Fallen Chinese General Facing Graft Charges Dies

The highest-ranking Chinese military officer to fall under President Xi Jinping's anti-corruption drive has died of cancer, official media reported Monday.
Xu Caihou rose to become the second most senior officer in the 2.3 million-strong People's Liberation Army as vice-chairman of the Central Military Commission, and a member of the Communist Party's 25-strong Politburo.
He retired from the military in 2013, but was put under investigation last year and later expelled from the ruling party and handed to judicial authorities for prosecution, with his general's rank revoked.
Xu died of bladder cancer on Sunday, the official news agency Xinhua said in a brief dispatch.
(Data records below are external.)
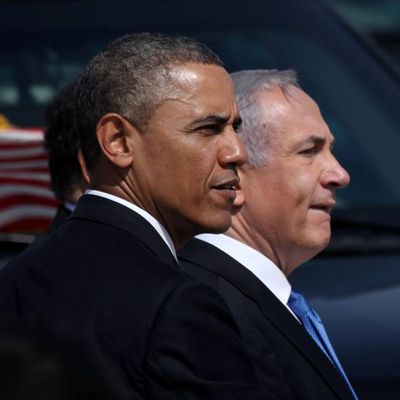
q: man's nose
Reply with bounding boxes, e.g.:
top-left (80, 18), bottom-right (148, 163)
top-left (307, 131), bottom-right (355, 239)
top-left (322, 155), bottom-right (350, 189)
top-left (219, 129), bottom-right (248, 167)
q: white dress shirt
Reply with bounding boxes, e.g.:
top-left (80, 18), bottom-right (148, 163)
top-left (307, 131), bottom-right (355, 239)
top-left (85, 189), bottom-right (178, 261)
top-left (196, 233), bottom-right (298, 320)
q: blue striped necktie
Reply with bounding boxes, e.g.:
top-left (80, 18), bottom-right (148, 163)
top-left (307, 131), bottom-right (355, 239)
top-left (288, 290), bottom-right (357, 399)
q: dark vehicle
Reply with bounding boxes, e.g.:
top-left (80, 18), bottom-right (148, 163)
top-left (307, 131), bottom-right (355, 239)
top-left (0, 0), bottom-right (400, 400)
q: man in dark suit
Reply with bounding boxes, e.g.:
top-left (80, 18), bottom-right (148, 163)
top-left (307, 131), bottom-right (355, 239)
top-left (179, 70), bottom-right (355, 400)
top-left (0, 33), bottom-right (275, 400)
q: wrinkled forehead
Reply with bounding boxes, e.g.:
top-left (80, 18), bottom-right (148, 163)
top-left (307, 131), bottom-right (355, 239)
top-left (165, 64), bottom-right (237, 113)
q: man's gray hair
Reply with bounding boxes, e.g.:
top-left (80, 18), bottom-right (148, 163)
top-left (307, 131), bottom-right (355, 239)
top-left (231, 69), bottom-right (299, 167)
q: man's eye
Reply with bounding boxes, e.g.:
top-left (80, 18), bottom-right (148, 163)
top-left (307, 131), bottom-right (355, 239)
top-left (198, 125), bottom-right (223, 135)
top-left (299, 146), bottom-right (318, 156)
top-left (233, 124), bottom-right (241, 133)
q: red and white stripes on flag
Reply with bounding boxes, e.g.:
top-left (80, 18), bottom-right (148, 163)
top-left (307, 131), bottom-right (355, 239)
top-left (0, 129), bottom-right (58, 233)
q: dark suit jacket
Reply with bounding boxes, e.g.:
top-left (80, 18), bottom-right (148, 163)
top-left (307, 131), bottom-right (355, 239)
top-left (0, 195), bottom-right (273, 400)
top-left (179, 239), bottom-right (352, 400)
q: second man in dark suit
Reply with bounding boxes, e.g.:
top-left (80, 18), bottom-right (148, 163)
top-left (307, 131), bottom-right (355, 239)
top-left (180, 71), bottom-right (355, 400)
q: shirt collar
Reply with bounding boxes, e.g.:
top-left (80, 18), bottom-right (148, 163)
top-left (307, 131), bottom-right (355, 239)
top-left (85, 189), bottom-right (178, 261)
top-left (196, 233), bottom-right (292, 307)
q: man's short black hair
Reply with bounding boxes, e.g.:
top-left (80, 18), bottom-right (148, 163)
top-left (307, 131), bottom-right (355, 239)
top-left (77, 33), bottom-right (223, 171)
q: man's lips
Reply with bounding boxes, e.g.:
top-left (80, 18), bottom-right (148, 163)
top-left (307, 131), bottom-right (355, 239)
top-left (211, 177), bottom-right (240, 190)
top-left (310, 200), bottom-right (336, 214)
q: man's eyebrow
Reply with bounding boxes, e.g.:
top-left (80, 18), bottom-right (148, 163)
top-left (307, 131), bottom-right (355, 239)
top-left (302, 134), bottom-right (336, 146)
top-left (191, 114), bottom-right (229, 125)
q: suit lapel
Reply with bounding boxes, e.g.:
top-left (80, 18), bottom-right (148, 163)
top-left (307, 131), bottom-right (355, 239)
top-left (179, 239), bottom-right (352, 399)
top-left (70, 195), bottom-right (178, 266)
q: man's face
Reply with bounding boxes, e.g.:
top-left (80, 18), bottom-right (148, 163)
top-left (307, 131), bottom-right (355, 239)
top-left (133, 64), bottom-right (247, 247)
top-left (241, 88), bottom-right (350, 275)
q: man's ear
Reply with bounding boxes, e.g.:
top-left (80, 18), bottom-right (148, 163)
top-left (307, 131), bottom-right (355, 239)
top-left (78, 149), bottom-right (90, 186)
top-left (96, 113), bottom-right (135, 168)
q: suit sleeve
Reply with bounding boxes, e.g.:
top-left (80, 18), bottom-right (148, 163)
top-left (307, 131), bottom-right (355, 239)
top-left (145, 282), bottom-right (273, 400)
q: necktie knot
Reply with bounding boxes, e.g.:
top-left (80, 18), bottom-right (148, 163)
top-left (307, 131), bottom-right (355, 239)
top-left (288, 290), bottom-right (311, 317)
top-left (288, 290), bottom-right (357, 399)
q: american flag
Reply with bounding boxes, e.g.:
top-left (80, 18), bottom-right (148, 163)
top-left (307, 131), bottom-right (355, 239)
top-left (0, 128), bottom-right (58, 233)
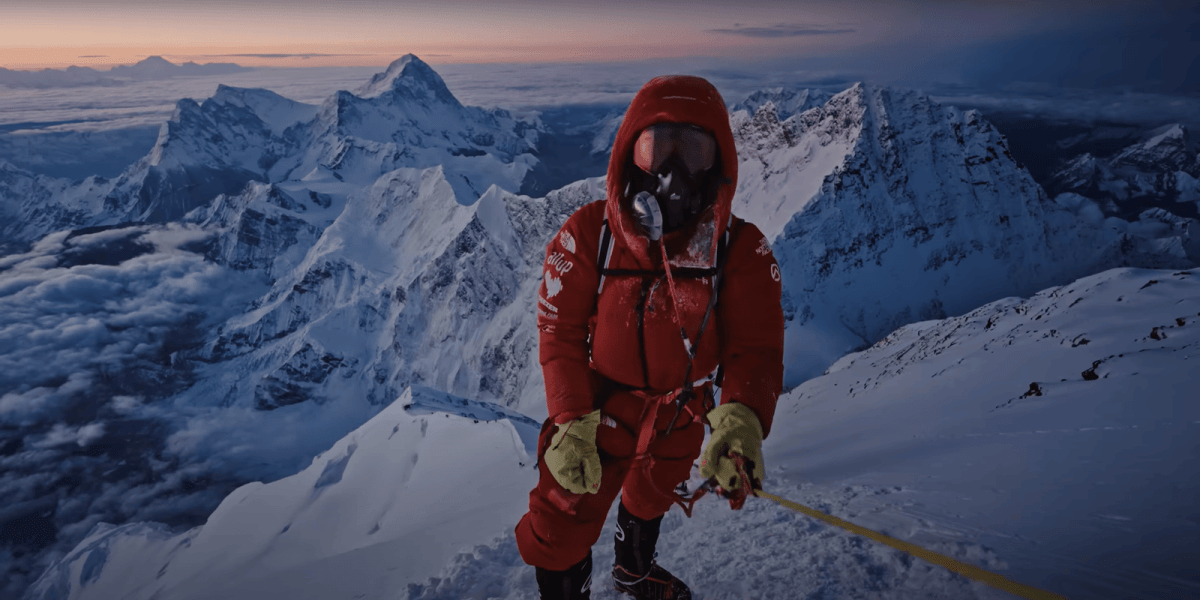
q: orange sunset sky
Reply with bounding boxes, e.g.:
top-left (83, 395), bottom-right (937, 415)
top-left (0, 0), bottom-right (1129, 70)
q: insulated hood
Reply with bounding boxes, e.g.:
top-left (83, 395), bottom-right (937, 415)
top-left (605, 76), bottom-right (738, 266)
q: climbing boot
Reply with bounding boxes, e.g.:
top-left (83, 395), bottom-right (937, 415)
top-left (612, 503), bottom-right (691, 600)
top-left (535, 550), bottom-right (592, 600)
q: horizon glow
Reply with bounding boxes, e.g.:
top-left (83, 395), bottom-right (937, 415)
top-left (0, 0), bottom-right (1128, 70)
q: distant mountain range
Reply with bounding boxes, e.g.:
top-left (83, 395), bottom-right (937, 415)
top-left (0, 56), bottom-right (251, 89)
top-left (0, 55), bottom-right (1200, 598)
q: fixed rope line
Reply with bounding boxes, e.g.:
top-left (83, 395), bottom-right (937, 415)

He was 71.
His illness had been previously reported, and his death forestalls the possibility of a lurid trial.
"Xu was found taking advantage of his position to assist the promotion of other people, accepting (a) huge amount of bribes personally and through his family," Xinhua said.
Military prosecutors would take no further action against him, but will "deal with his illegal gains according to law", it cited a statement from the military procuratorate as saying.
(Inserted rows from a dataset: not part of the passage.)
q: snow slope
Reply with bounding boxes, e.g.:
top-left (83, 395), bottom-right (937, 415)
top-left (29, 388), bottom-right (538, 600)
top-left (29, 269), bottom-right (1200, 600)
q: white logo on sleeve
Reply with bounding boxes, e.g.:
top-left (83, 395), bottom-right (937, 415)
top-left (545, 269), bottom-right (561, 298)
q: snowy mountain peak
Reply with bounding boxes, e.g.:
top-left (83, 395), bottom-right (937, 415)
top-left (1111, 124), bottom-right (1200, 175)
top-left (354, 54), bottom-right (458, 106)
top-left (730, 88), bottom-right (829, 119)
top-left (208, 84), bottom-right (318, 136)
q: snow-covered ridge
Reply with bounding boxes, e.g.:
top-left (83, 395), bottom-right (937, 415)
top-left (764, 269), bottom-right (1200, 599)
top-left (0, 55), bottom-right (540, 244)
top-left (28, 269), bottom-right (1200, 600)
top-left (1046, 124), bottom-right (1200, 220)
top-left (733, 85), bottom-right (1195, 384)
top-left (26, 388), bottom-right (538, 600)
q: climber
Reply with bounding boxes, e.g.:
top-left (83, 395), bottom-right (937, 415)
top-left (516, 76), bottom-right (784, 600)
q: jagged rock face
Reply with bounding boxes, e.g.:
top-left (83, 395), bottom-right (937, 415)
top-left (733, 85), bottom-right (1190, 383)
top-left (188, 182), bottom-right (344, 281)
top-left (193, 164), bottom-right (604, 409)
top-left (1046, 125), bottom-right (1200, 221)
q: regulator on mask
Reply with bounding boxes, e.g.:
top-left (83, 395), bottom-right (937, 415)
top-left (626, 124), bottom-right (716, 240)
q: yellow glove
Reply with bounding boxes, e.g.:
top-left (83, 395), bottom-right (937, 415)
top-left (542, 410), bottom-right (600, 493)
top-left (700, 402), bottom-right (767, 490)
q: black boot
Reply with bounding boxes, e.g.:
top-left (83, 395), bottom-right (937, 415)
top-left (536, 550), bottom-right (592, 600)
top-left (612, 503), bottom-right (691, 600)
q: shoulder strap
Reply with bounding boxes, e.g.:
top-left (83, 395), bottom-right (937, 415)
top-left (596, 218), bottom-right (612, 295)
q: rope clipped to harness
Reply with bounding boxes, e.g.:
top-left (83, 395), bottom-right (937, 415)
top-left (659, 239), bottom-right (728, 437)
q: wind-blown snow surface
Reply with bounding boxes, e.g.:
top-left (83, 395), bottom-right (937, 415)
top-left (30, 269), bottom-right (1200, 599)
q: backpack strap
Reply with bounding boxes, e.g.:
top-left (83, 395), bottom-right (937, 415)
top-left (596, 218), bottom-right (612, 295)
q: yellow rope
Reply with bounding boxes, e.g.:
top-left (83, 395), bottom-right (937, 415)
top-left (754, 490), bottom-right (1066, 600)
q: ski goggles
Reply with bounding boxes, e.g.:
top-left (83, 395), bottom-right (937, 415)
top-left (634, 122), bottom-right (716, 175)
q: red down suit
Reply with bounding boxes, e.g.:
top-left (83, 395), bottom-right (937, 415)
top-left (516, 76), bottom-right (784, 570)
Since coming to power more than two years ago Xi has sought to impose himself on China's military, which has been one of the targets of his wide-ranging anti-corruption drive.
The deputy Communist chief of Yunnan province, Qiu He, was put under investigation at the weekend, the ruling party's internal watchdog said after the close of the annual session of the National People's Congress, China's rubber-stamp parliament.
Xu was the highest-ranking military "tiger" to be brought down by the campaign, although critics say that without systemic reforms it risks being used for political faction-fighting.
The founding father of Communist China, Mao Zedong said that power comes from the barrel of a gun, and senior officials and state-run media frequently exhort the military to follow the Party's leadership, while officers pledge to do so.
As well as being the world's largest active military, a vast network of businesses are linked to China's armed forces, with a web of connections so extensive that academics have described it as "PLA Inc".
Beijing unveiled the latest annual double-digit increase in its military budget earlier this month, taking the official figure to 887 billion yuan ($142 billion), although analysts believe spending is significantly higher than publicized.
Experts say the financial spike has brought with it more opportunities for corruption within the ranks.
- No leniency -
Since Xu's fall, there have been multiple reports of his wrongdoing, including claims of the sale of promotions for tens of millions of yuan.
One military commander offered Xu 10 million yuan ($1.6 million) for a posting, only to be outbid by another who offered 20 million ($3.2 million), according to an interview last week by Phoenix TV with several military officials, including one who was an assistant to Xu.
A magazine linked to the broadcaster reported last year that when an anti-graft team investigated the basement of Xu's 2,000-square-meter mansion in central Beijing, they discovered "a mountain of cash", jewels, paintings and antiques.
"The whole party and the whole military must fully understand the long-term nature, complexity and arduousness of the anti-corruption fight," the Politburo said in its June statement announcing Xu's ouster from the party.
In a commentary last October, the PLA Daily newspaper hailed the authorities' move to investigate Xu in spite of his illness.
"The Central Military Commission will not be lenient in its enforcement of military regulations," it wrote.
Questions over whether the PLA should become an army of the country rather than an army of the party -- so-called "nationalization" -- have mounted in recent years, but Xi made clear the change was off the agenda last November.
"We must face up to the outstanding issues ... in building up the military, especially on our political thinking," he told a two-day meeting in Gutian, a former revolutionary base where Mao imposed himself on the party's "Fourth Army" in 1929.